The extra memory usage comes from storing all forbidden strings in a hash set, requiring O(m) space.

Test Cases

from typing import List

s = Solution()

assert s.longestValidSubstring("cbaaaabc", ["aaa", "cb"]) == 4  # example 1
assert s.longestValidSubstring("leetcode", ["de", "le", "e"]) == 4  # example 2

assert s.longestValidSubstring("a", ["b"]) == 1  # single valid character
assert s.longestValidSubstring("a", ["a"]) == 0  # single forbidden character

assert s.longestValidSubstring("abcdef", ["xyz"]) == 6  # no forbidden occurrence

assert s.longestValidSubstring("aaaaa", ["a"]) == 0  # every character forbidden

assert s.longestValidSubstring("aaaaa", ["aa"]) == 1  # longest segment avoids length-2 pattern

assert s.longestValidSubstring("ababab", ["aba"]) == 2  # overlapping forbidden patterns

assert s.longestValidSubstring("abcde", ["bc", "cd"]) == 2  # multiple forbidden strings

assert s.longestValidSubstring("abcdefghij", ["abcdefghij"]) == 9  # forbidden length 10

assert s.longestValidSubstring("zzzzzz", ["zzz"]) == 2  # repeated overlapping occurrences

assert s.longestValidSubstring("abacaba", ["aca"]) == 4  # forbidden occurrence in middle

assert s.longestValidSubstring("abc", ["a", "b", "c"]) == 0  # all characters forbidden

Test Summary

Test	Why
`"cbaaaabc"`	Official example 1
`"leetcode"`	Official example 2
Single valid character	Smallest valid input
Single forbidden character	Smallest invalid input
No forbidden occurrence	Entire string should be valid
Forbidden `"a"`	Every window becomes invalid
Forbidden `"aa"`	Repeated pattern handling
Overlapping `"aba"`	Tests overlapping matches
Multiple forbidden patterns	Tests left boundary updates
Length-10 forbidden string	Maximum forbidden length
Repeated `"zzz"` occurrences	Dense overlapping violations
Forbidden in middle	Window adjustment correctness
All characters forbidden	Answer becomes 0

Edge Cases

Single-Character Forbidden Strings

When a forbidden string has length one, every occurrence of that character immediately invalidates any substring containing it. This can be a source of bugs because the valid window may collapse completely. The implementation handles this naturally by detecting the forbidden substring ending at the current position and moving left to right + 1.

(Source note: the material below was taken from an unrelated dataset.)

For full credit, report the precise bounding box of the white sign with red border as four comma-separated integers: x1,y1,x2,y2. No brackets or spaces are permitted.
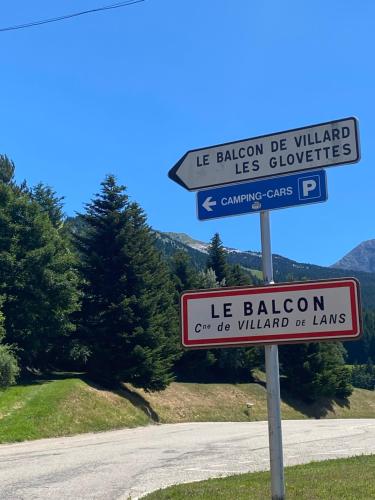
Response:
181,278,362,348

Overlapping Forbidden Occurrences

Consider a string like "aaaaa" with forbidden string "aaa". Multiple forbidden occurrences overlap heavily. A naive implementation might only react to the first occurrence and leave another forbidden occurrence inside the window. By checking all candidate substrings ending at each position and updating left whenever necessary, the algorithm correctly removes every violation.

Maximum Forbidden Length

The constraint that forbidden strings have length at most 10 is the key optimization. It would be easy to accidentally scan arbitrarily long substrings ending at each position, leading to quadratic behavior. The implementation deliberately limits inspection to the last 10 characters, ensuring linear performance even when word contains 100,000 characters.

Multiple Forbidden Matches Ending at the Same Position

Several forbidden substrings can end at the same index. For example, both "bc" and "abc" might end at a given position. The algorithm continues checking all candidate starting positions and uses left = max(left, start + 1), ensuring the final window excludes every forbidden occurrence ending at that position.